So disruptiv wie sich generative KI im Geschäftsleben auch erweist, geht es nun darum, sie pragmatisch in den Arbeitsalltag einzuflechten.
Auch in den Finance- und Procurement-Abteilungen von SAP-Anwenderunternehmen entstehen Fortschritte im kommenden Jahr nicht durch große Sprünge, sondern durch gezielte, praktikable Schritte.
Kaum jemand, der im Privatbereich nicht bereits mit ChatGPT herumprobiert, es oft sogar zu seinem alltäglichen Hilfsmittel gemacht hat. Dies hat erheblichen Einfluss auf die Erwartungshaltung im Unternehmen. Die Bereitschaft steigt, neue KI-gestützte Funktionen im Arbeitsprozess zu akzeptieren und aktiv einzufordern.

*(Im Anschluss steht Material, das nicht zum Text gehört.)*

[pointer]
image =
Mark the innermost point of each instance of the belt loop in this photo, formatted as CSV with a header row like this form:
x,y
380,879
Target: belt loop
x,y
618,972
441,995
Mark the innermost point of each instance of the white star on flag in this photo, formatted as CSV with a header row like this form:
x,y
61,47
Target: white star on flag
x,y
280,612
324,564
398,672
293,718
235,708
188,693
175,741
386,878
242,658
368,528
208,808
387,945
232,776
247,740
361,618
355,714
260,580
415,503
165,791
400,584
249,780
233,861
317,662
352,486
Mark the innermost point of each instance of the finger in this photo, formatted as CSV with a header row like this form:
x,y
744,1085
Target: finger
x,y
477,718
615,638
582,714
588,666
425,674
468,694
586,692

Viele Impulse für Use Cases entstehen spontan im Tagesgeschäft – nicht aus umfangreichen Strategiedokumenten, sondern aus konkreten Situationen, in denen Mitarbeitende nach sofortigen Vereinfachungen suchen.
Pragmatischer Einstieg: KI zuerst in bestehenden Lösungen
Ein klar erkennbarer Trend ist der „sanfte“ KI-Einstieg über bereits vorhandene Software. Unternehmen dürften auch im kommenden Jahr auf groß angelegte KI-Großprojekte zunächst verzichten und stattdessen Funktionen nutzen, die in bestehenden Lösungen integriert sind. Das senkt die Komplexität: gleiche Infrastruktur, gleiche Compliance-Rahmenbedingungen, definierte Prozesse.
Dieser Ansatz minimiert Risiken und beschleunigt die Wertschöpfung. Anbieter kennen die jeweiligen Workflows gut und können KI gezielt dort einsetzen, wo sie nachweislich Mehrwert schafft. Gerade in Zeiten knapper IT-Ressourcen wird diese pragmatische Form der Einführung zum bevorzugten Weg.
Agentic AI als neuer Automatisierungshebel
Stark an Bedeutung gewinnen werden in 2026 autonome KI-Agenten, die kontextbasierte KI-Entscheidungslogik mit klassischer Automatisierung kombinieren. Die Vorstellung einer allmächtigen KI, die alles selbst erledigt, verliert an Strahlkraft. Stattdessen setzt sich der hybride Ansatz durch: KI analysiert, priorisiert, erkennt Abweichungen; deterministische Logik führt aus. Im SAP-Umfeld eröffnen sich dadurch neue Automatisierungsgrade, insbesondere in Beschaffung, Stammdatenpflege und Rechnungsverarbeitung. Für Finance- und Procurement-Teams bedeutet Agentic AI weniger manuelle Arbeit, schnellere Abläufe und eine deutliche Reduktion repetitiver Tätigkeiten.
Ein weiteres Topthema in 2026 dürfte die verpflichtende Einführung der E-Rechnung im B2B-Bereich sein. Viele Unternehmen stehen hier erst am Anfang: Frühere Umfragen zeigen, dass ein erheblicher Teil noch nicht einmal E-Rechnungen versenden kann. Spätestens zum 1. Januar 2027 müssen nahezu alle Unternehmen elektronische Rechnungen ausstellen; die Frist bis 2028 gilt nur für sehr kleine Betriebe. Für typische SAP-Anwender ist der Versand daher ein obligatorisches Transformationsprojekt des Jahres 2026.
S/4HANA-Umstieg bleibt ein zäher Prozess
Die Migration vom alten SAP ECC zu S/4HANA bleibt auch in den kommenden zwölf Monaten ein Dauerbrenner. Trotz steigender Cloud-Vertragszahlen ist die Realität der Bestandskundenmigration weit weniger dynamisch als SAP es gern hätte. Interne Ressourcen als auch externe Beraterkapazitäten bleiben knapp. 2026 wird also kein „S/4HANA-Jahr“, sondern nur ein weiteres Etappensegment eines langen Transformationsprozesses. Immerhin: Die Nachfrage nach Public-Cloud-spezifischen Lösungen steigt spürbar. Erste produktive Implementierungen zeigen, dass das Modell zunehmend akzeptiert wird – nicht rasant, aber stetig. Zusammengefasst gesagt: 2026 wird ein Jahr, in dem Technologie reifer und greifbarer wird – und in dem SAP-Anwenderunternehmen ihre Transformationsprozesse mit mehr Pragmatismus als Pathos vorantreiben.